We were introduced to the local staff and shown around the main building before going on a tour of the telescopes. I say telescopes because a new LOFAR station has been built next to the 100m. While LOFAR will be an amazing instrument and this station alone has the same collecting area as Parkes, it's not exactly spectacular to look at. It is basically a lot of wire in a field with a big box-o'-electronics next to it. Still, it's going to be fun to use.

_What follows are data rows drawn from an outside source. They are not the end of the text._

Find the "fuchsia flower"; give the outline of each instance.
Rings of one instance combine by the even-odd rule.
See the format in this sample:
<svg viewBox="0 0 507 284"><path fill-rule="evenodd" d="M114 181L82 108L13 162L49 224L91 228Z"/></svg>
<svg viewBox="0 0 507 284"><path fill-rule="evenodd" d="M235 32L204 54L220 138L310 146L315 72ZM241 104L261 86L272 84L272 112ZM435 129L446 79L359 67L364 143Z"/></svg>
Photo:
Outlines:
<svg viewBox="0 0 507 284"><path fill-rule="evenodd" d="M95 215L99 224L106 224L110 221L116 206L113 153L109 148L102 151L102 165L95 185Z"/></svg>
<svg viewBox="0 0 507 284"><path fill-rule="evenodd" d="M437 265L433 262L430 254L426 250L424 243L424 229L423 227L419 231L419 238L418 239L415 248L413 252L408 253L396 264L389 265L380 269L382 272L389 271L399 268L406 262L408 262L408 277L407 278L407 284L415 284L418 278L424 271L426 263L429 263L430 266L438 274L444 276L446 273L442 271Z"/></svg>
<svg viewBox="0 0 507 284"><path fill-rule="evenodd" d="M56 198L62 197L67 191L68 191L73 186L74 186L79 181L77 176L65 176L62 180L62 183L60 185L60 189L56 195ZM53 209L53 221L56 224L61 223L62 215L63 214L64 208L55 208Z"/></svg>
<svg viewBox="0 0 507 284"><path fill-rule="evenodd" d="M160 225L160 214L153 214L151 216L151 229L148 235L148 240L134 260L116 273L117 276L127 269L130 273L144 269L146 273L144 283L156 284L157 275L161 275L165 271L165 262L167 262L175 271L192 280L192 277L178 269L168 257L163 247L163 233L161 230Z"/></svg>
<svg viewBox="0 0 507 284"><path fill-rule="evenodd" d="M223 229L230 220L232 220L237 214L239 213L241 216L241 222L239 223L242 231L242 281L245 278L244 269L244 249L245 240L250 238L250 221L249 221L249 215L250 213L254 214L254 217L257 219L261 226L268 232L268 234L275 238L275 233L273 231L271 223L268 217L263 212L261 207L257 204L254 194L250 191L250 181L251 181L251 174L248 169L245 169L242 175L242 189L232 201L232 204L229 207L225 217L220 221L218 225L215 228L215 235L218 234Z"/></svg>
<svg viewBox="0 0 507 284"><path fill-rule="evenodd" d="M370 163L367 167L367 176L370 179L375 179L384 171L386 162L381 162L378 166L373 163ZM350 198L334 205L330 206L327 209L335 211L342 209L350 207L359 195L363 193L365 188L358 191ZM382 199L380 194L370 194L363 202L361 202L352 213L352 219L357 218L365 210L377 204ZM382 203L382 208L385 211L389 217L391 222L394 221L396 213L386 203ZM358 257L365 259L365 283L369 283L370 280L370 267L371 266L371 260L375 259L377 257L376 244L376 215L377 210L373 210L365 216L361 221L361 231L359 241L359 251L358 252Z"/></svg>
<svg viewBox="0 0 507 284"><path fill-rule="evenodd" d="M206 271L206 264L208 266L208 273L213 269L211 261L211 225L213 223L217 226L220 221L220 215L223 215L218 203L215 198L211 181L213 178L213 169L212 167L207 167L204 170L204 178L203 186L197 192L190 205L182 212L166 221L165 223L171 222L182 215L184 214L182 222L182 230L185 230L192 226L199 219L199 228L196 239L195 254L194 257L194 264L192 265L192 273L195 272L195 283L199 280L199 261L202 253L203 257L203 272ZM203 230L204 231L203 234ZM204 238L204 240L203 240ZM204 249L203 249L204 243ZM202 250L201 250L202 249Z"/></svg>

Then we turned our attention to the 100m itself. It's a beautifully designed telescope which changes its shape in an entirely predictable way as it moves. This means that unlike the GBT it can maintain an accurate high-frequency surface without needing actuators. We took a lift up to the top of the towers. To get to the focus cabin the telescope was pointed nearly horizontally allowing us to walk along one of the support arms. This has the added advantage of not having to climb all the way. From the arm you get a good view of the primary and secondary focus cabins.
Once inside the primary focus cabin the telescope was slewed so that it was pointing directly up. It was interesting how our perception of the space in the focus cabin changed as the floor slowly became the wall and visa-versa. Once we'd reached the zenith we climbed up to the roof to admire the slightly damp view of the valley.
Back on the ground we inspected the cable wrap before heading to the control room. In the rack of backends I saw a familiar sight, a PDFB from the ATNF. It still needs a bit of work before we can use it regularly. There was also the new multibeam backend which vital for the new survey.
After a quick meeting we drove back to Bonn, stopping for a late lunch and a beer in a nearby village. I'm looking forward to going back to observe!